Should you reassign this to Jason? Jason and I are about to sit down (XP) and refactor that whole section of the js code -- something that is long overdue. The intent is we can then manage that part of the code easier than we can now. Wish us luck.

#8 Updated by Jason Offutt 6 months ago

Yeah, I think you're right Daniel. We're looking at rewriting that section of code that manipulates the phone number entry. Basically, we're looking at suppressing any focus event on that textbox by immediately blurring and rewriting that part of the core JS to be less bad. :)

Feel free to re-assign it to one of us if you'd like. We're pairing up on it and I've got my personal iPad running iOS5 to test against. Any changes we make, we'll submit into ReviewBoard.

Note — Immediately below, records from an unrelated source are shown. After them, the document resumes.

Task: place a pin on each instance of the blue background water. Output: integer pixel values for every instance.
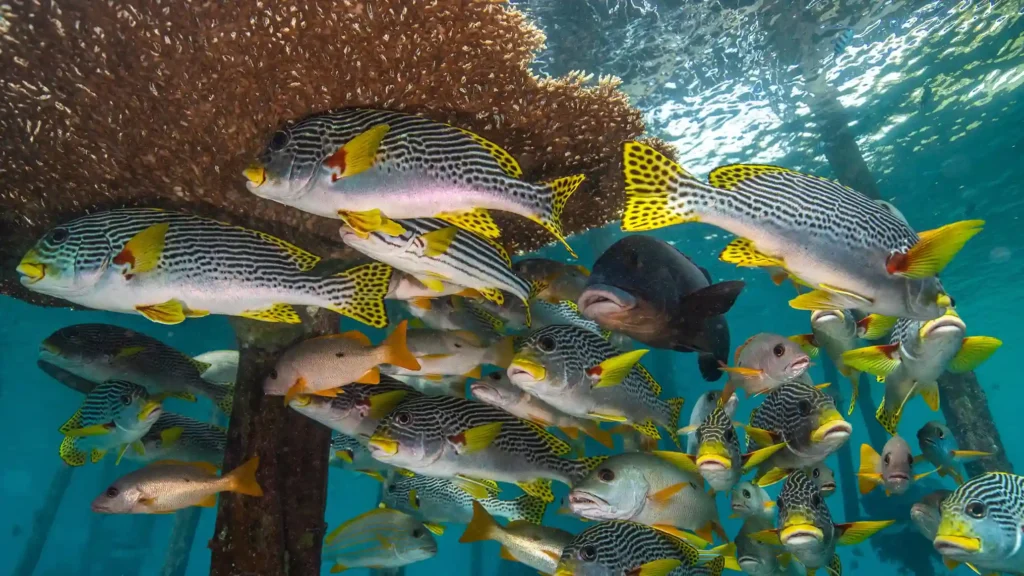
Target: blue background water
(933, 91)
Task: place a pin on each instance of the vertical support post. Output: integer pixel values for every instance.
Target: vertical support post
(283, 532)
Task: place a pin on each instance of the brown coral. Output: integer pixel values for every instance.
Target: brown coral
(109, 104)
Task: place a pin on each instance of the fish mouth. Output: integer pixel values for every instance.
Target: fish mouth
(956, 544)
(600, 299)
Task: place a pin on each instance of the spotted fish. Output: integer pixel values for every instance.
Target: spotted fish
(171, 265)
(355, 164)
(918, 354)
(115, 415)
(446, 437)
(102, 352)
(854, 252)
(580, 373)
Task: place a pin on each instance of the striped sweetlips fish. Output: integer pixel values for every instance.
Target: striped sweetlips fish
(448, 437)
(170, 265)
(854, 253)
(436, 252)
(369, 166)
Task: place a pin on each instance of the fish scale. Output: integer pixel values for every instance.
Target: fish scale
(210, 266)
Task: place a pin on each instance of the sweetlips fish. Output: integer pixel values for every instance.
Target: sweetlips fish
(560, 281)
(893, 468)
(167, 486)
(646, 289)
(455, 438)
(532, 544)
(115, 415)
(358, 410)
(102, 352)
(435, 501)
(170, 265)
(368, 166)
(649, 488)
(324, 364)
(581, 374)
(839, 331)
(806, 529)
(939, 448)
(918, 354)
(764, 362)
(852, 251)
(806, 419)
(498, 391)
(435, 251)
(620, 546)
(981, 524)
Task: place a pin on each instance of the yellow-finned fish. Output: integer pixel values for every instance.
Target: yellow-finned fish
(167, 486)
(380, 538)
(854, 252)
(367, 166)
(171, 265)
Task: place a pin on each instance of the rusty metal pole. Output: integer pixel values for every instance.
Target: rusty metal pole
(281, 534)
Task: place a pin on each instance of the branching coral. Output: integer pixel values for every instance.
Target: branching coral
(164, 103)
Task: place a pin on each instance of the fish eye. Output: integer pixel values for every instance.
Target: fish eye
(588, 553)
(546, 343)
(279, 140)
(976, 509)
(59, 236)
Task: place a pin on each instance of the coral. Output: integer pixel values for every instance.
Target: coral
(164, 103)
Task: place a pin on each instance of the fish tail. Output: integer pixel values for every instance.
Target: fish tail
(554, 195)
(243, 479)
(358, 293)
(658, 192)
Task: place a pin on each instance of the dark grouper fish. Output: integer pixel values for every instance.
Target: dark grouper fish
(170, 265)
(367, 166)
(646, 289)
(854, 252)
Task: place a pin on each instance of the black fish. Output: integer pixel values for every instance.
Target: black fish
(646, 289)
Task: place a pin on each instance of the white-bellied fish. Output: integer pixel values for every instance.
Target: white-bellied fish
(981, 524)
(719, 458)
(706, 404)
(939, 447)
(855, 253)
(167, 486)
(438, 500)
(918, 354)
(764, 362)
(367, 166)
(537, 546)
(806, 530)
(806, 419)
(497, 389)
(435, 251)
(580, 373)
(325, 364)
(358, 410)
(103, 352)
(648, 290)
(380, 538)
(115, 415)
(171, 265)
(649, 488)
(838, 331)
(624, 547)
(462, 439)
(893, 469)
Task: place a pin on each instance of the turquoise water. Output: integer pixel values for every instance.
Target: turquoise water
(933, 98)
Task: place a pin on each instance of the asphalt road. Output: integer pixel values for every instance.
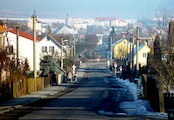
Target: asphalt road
(79, 102)
(82, 103)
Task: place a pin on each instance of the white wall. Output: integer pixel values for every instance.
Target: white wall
(48, 43)
(142, 60)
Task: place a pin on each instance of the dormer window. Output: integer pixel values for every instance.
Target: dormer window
(44, 48)
(51, 49)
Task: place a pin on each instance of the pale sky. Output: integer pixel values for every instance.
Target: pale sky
(123, 9)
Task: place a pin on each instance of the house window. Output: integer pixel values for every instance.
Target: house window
(144, 54)
(51, 49)
(44, 48)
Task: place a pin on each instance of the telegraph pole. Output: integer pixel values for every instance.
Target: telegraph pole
(17, 43)
(132, 55)
(34, 45)
(62, 53)
(137, 58)
(111, 48)
(74, 58)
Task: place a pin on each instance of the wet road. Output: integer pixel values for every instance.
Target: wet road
(80, 102)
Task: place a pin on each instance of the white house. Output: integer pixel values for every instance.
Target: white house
(142, 54)
(25, 46)
(66, 31)
(38, 25)
(47, 45)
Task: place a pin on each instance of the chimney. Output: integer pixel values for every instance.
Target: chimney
(50, 32)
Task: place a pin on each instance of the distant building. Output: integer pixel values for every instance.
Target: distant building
(110, 21)
(142, 54)
(100, 39)
(120, 48)
(2, 35)
(38, 25)
(25, 46)
(45, 46)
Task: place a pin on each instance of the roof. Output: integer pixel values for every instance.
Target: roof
(123, 20)
(140, 47)
(2, 29)
(106, 18)
(22, 34)
(118, 41)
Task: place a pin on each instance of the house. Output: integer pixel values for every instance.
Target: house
(65, 31)
(2, 36)
(45, 46)
(25, 46)
(120, 48)
(142, 54)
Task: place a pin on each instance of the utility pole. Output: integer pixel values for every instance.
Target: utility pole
(74, 58)
(127, 59)
(132, 55)
(17, 42)
(111, 48)
(62, 53)
(34, 45)
(137, 58)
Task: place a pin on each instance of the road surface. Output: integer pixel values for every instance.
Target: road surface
(80, 102)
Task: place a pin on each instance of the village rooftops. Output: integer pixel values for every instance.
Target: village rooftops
(22, 34)
(118, 41)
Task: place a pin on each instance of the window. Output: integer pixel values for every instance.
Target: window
(51, 49)
(44, 48)
(144, 54)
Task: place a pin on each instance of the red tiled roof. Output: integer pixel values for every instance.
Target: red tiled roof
(2, 29)
(123, 20)
(106, 18)
(171, 22)
(23, 34)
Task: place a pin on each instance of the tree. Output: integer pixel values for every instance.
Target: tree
(13, 68)
(162, 70)
(26, 65)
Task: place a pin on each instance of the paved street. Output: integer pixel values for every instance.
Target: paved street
(81, 103)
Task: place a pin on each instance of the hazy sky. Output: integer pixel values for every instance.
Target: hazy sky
(124, 9)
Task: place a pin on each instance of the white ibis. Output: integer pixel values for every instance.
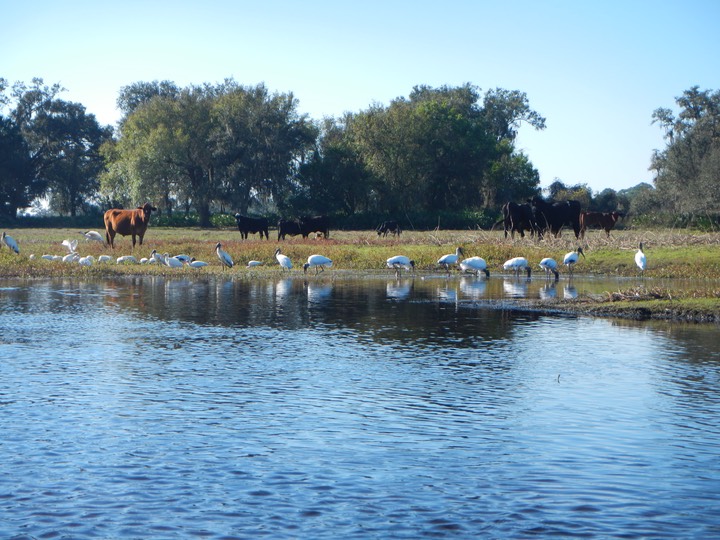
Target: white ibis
(319, 262)
(224, 256)
(10, 242)
(516, 264)
(94, 236)
(550, 267)
(452, 258)
(641, 260)
(398, 262)
(283, 260)
(572, 258)
(475, 265)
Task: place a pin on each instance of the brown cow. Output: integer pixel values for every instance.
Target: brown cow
(604, 220)
(126, 222)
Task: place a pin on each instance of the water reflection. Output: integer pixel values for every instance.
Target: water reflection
(318, 408)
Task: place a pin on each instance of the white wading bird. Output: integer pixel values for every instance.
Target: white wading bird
(517, 264)
(224, 256)
(475, 265)
(10, 242)
(283, 260)
(550, 267)
(641, 260)
(398, 262)
(572, 258)
(318, 262)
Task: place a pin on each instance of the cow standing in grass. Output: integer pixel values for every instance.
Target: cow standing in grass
(127, 222)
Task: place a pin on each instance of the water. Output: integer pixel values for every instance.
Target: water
(372, 408)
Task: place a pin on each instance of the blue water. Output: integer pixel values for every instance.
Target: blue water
(372, 408)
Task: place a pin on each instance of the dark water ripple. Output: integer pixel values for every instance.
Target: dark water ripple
(340, 417)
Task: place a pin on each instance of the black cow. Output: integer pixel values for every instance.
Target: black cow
(252, 225)
(320, 224)
(517, 218)
(386, 227)
(553, 216)
(288, 226)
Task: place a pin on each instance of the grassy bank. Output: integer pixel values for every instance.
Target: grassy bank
(671, 254)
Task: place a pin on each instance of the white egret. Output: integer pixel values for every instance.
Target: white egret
(319, 262)
(572, 258)
(224, 256)
(94, 236)
(550, 267)
(516, 264)
(452, 258)
(398, 262)
(641, 260)
(475, 265)
(283, 260)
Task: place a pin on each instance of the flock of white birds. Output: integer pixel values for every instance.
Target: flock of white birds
(474, 265)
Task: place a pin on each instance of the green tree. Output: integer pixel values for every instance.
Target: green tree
(688, 169)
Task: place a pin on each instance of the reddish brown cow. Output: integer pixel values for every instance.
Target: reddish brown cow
(604, 220)
(127, 222)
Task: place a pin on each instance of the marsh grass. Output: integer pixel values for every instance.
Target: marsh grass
(671, 254)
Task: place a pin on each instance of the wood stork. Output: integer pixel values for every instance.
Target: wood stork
(475, 265)
(451, 258)
(572, 258)
(172, 262)
(194, 263)
(516, 264)
(283, 260)
(319, 262)
(224, 256)
(398, 262)
(10, 242)
(550, 267)
(71, 245)
(641, 260)
(94, 236)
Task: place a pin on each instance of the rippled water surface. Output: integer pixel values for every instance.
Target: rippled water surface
(372, 408)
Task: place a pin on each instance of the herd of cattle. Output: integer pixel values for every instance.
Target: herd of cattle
(537, 217)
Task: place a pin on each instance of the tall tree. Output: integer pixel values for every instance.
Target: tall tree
(688, 169)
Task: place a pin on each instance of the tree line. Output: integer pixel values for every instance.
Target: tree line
(225, 148)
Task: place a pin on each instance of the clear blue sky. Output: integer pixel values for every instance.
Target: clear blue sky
(595, 69)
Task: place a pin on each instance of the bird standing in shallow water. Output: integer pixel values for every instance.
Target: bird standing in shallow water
(572, 258)
(283, 260)
(550, 267)
(10, 242)
(641, 260)
(224, 256)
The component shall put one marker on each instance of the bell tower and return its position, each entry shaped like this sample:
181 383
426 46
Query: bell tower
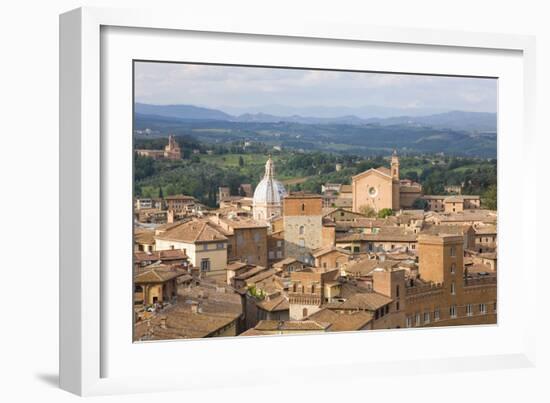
395 166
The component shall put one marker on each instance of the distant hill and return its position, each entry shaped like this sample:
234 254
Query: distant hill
185 112
363 139
454 120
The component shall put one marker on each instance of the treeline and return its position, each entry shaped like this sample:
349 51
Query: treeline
195 177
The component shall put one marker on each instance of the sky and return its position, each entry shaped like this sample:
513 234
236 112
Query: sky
236 89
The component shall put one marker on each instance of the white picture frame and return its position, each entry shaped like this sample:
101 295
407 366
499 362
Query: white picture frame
87 305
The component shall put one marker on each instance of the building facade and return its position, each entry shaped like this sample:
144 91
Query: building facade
268 195
303 225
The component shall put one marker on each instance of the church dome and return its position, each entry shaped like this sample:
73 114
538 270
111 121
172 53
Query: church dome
269 190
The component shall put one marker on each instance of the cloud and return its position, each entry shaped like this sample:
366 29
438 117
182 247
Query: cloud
235 86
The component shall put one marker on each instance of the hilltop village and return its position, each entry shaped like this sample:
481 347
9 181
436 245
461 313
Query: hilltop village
269 262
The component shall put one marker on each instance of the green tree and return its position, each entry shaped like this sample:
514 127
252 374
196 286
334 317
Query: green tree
385 212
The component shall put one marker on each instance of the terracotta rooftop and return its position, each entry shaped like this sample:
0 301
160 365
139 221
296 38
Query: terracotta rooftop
279 303
192 231
157 273
144 236
179 197
364 267
291 325
369 301
163 255
345 321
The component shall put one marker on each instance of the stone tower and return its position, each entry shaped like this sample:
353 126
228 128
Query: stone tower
395 165
303 225
268 195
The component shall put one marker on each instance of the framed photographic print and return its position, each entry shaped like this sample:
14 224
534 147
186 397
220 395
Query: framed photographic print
253 191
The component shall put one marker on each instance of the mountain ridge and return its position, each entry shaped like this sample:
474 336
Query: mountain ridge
455 120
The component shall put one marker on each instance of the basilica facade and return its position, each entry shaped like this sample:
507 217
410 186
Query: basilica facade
380 188
267 202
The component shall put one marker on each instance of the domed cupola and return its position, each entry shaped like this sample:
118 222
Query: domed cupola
268 195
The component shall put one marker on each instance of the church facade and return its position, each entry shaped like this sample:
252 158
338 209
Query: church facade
267 202
172 151
380 188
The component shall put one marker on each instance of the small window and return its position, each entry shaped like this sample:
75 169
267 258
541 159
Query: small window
482 309
452 311
205 265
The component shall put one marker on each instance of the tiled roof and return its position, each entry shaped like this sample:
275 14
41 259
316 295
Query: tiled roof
193 231
157 273
365 266
370 301
275 304
144 236
291 325
163 255
346 321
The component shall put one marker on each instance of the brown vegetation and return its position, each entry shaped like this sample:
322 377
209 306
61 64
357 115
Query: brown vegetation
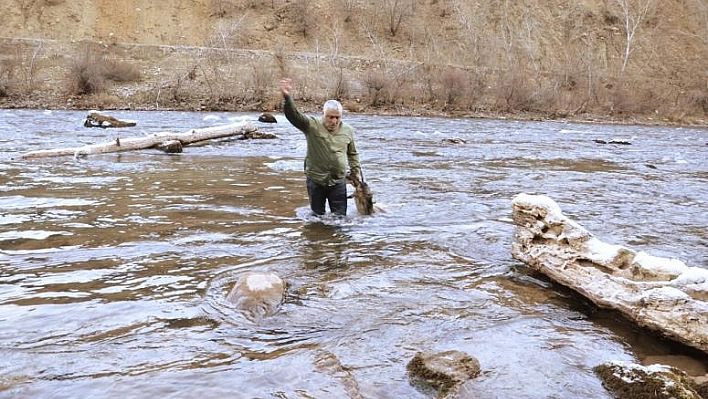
602 59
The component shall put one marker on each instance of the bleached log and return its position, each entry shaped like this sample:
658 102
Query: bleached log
150 141
661 294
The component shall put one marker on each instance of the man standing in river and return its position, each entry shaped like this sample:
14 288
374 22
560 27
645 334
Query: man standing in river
330 147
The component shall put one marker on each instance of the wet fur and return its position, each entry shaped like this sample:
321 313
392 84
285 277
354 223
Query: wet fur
363 198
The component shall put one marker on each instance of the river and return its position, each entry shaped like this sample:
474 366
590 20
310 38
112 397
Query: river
114 268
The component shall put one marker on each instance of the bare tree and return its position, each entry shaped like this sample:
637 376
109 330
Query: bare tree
348 7
633 13
396 11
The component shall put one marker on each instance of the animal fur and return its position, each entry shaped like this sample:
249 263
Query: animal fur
363 198
257 295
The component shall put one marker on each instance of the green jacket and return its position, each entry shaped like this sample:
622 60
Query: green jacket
327 153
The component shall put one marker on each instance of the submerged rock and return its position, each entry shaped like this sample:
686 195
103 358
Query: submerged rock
96 119
257 295
632 381
662 294
267 117
442 372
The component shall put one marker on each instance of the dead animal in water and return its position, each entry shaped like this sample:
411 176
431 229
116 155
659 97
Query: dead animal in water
257 295
363 198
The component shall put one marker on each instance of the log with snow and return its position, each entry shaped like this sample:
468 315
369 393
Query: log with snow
661 294
162 140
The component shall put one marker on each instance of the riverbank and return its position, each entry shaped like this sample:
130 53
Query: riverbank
51 74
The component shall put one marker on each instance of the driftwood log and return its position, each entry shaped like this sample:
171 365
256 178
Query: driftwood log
661 294
163 140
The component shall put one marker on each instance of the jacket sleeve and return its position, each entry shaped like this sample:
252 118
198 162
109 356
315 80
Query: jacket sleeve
300 121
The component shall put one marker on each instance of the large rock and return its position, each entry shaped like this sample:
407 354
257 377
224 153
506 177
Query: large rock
662 294
257 295
629 380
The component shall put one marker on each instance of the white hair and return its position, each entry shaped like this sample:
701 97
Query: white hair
334 105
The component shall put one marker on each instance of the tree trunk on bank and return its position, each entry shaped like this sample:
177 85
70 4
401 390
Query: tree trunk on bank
155 140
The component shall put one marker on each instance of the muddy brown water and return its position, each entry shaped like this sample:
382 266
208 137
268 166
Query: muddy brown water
114 268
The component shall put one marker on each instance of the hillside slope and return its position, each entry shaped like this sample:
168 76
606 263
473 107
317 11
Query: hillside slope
610 58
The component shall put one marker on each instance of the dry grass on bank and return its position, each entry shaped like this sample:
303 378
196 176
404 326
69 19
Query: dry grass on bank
446 57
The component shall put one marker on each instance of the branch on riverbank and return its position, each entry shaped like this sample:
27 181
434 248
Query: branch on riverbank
166 141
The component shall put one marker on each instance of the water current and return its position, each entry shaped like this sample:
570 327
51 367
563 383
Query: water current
114 268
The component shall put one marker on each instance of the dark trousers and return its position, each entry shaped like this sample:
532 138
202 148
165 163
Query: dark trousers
336 196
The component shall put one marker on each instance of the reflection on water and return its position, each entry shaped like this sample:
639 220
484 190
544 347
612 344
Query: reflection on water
114 269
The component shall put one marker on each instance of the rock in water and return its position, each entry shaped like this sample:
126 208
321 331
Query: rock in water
443 372
257 295
628 380
267 118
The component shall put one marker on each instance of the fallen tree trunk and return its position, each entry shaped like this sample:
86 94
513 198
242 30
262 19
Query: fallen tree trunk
661 294
155 140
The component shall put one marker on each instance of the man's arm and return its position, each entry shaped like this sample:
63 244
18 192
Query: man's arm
300 121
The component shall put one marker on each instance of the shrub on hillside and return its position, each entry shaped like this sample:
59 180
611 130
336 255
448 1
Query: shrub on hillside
89 74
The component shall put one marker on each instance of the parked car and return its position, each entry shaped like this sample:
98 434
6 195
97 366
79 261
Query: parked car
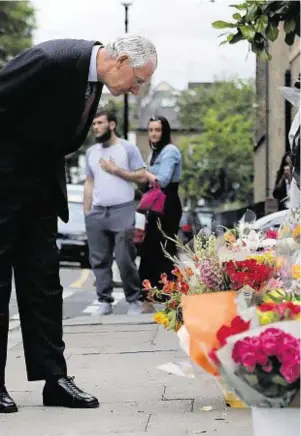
193 221
270 222
72 238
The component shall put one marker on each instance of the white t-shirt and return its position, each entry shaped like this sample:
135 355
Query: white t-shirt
111 190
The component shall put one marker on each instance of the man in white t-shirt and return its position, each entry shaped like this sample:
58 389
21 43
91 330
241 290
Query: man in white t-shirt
110 211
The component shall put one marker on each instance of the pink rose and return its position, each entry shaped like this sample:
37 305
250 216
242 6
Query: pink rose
272 332
289 355
268 367
249 360
291 373
269 345
238 350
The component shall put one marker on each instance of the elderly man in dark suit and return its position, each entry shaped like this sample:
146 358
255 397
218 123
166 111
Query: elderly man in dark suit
59 83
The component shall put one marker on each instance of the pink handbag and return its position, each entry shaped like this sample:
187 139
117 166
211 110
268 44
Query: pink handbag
152 201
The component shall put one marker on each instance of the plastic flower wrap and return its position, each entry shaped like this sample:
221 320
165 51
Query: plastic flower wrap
262 365
171 295
209 319
288 253
275 312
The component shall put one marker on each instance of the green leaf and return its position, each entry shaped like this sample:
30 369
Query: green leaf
278 380
236 38
252 379
172 320
240 7
248 32
289 25
251 12
290 38
261 24
265 55
272 33
222 25
237 16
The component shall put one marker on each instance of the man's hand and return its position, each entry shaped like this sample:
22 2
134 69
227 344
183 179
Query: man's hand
109 166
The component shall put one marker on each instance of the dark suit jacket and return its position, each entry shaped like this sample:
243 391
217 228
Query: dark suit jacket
42 98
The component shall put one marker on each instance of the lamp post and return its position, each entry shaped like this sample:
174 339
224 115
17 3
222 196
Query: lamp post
126 5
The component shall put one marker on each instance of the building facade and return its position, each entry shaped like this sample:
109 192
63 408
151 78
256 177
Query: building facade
274 116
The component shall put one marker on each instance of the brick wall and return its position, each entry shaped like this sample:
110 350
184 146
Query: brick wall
283 58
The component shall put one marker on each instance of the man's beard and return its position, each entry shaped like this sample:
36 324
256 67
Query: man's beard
105 137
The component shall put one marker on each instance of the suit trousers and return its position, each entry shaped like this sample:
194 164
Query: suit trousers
28 250
111 229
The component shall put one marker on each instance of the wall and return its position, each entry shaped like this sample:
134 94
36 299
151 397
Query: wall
142 140
283 58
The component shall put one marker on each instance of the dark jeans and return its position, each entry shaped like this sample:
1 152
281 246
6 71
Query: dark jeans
28 247
112 230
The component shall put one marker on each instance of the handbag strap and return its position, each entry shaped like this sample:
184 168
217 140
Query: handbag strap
156 184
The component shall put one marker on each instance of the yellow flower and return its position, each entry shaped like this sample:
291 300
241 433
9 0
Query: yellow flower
267 258
296 273
284 232
270 297
296 232
161 318
267 317
229 237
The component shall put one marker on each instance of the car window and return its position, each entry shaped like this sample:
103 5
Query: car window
76 212
205 219
276 222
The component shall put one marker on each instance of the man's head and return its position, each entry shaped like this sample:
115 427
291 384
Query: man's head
104 126
127 64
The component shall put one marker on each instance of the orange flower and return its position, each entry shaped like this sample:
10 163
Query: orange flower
188 272
296 273
280 262
296 232
146 285
229 237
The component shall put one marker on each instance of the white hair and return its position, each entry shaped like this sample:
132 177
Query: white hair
139 49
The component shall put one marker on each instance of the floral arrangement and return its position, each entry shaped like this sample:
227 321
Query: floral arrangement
248 272
269 362
171 293
229 296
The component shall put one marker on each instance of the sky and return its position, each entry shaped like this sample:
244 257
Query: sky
188 46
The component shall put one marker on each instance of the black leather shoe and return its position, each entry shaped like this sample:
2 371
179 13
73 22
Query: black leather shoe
7 404
65 393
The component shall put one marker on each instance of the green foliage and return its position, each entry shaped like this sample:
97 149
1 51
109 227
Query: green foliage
225 114
258 23
17 22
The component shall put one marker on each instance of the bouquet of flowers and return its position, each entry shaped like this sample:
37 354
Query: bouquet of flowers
171 293
262 365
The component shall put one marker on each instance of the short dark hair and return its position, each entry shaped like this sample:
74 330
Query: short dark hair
110 116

#9 Updated by Daniel Hazelbaker 6 months ago

  • Assignee changed from Daniel Hazelbaker to Jason Offutt

#10 Updated by Nick Airdo 6 months ago

Ok, new plans. Here's what Jason and I just discussed:

  1. We're going take Ryan's patch, examine it, and implement that for 1.4.0.
  2. Jason (and I) are not interested in doing "maintenance" on checkin-core.js in its current state. So Jason is starting a major refactor of the entire checkin-core.js for the 1.5.0 release. We've learned so much about proper JS in the past 6 months and will incorporate many best practices. (I'm saying 1.5.0 because there are going to be so many changes that I think it warrants it.)

Comments/Concerns?

#11 Updated by Daniel Hazelbaker 6 months ago

Since this only affects iOS 5.0 I would say one of two things:

1) we release 1.4.0 without this fix and have a "hot fix" download of an updated ios.js file with that patch (so all they have to do is overwrite the original ios.js file) for those running iOS 5.
2) we release 1.4.0 WITH this fix and have a (so to speak) "hot fix" download with the original ios.js file so that people still running iOS 4 can restore the original functionality if they need to.

Since it is a one line fix, either way we do it it should be pretty easy to have a download from either a forum topic or wiki page or whatever with instructions on where to put the file and what it does.

#12 Updated by Nick Airdo 6 months ago

Daniel Hazelbaker wrote:

Since this only affects iOS 5.0 I would say one of two things:
...

I like option 1. As long as there are no further objections, we'll do that. Now, since I rolled out 1.4.0 to our production environment, my only objection is that it (loading the "search" screen) seems very slow. I'm looking into that now.

#13 Updated by Jason Offutt 6 months ago

OK, so talking with Ryan, he claims to have seen good results by simply removing line 4 of ios.js:

document.addEventListener("touchmove", function(e){ e.preventDefault(); }, false);

I'm not sure that's necessarily the root of the problem, but I do have a feeling that e.preventDefault() alone is not stopping the event from bubbling up. I'm wondering if returning false from that callback might behave more consistently. As I've been refactoring our JS codebase, I've rolled the ios.js code into checkin-core.js. In the next week or two I'll do some more extensive testing see if my theory holds water.

So for the "hotfix" patch we'll release for 1.4, we can just release a modified ios.js file with that line commented out. And for 1.5, we'll release the refactored code that I've been working on the last few days.

#14 Updated by Daniel Hazelbaker 6 months ago

Agreed, it seems to make the problem less.. well.. problematic; but it definitely is not the root issue. the e.preventDefault() does indeed stop the "touchmove" event from moving up the chain as that I can verify instantly (and did). It seems like just putting an addEventListener() on a "touch..." event is what is causing all the problems - which makes no sense.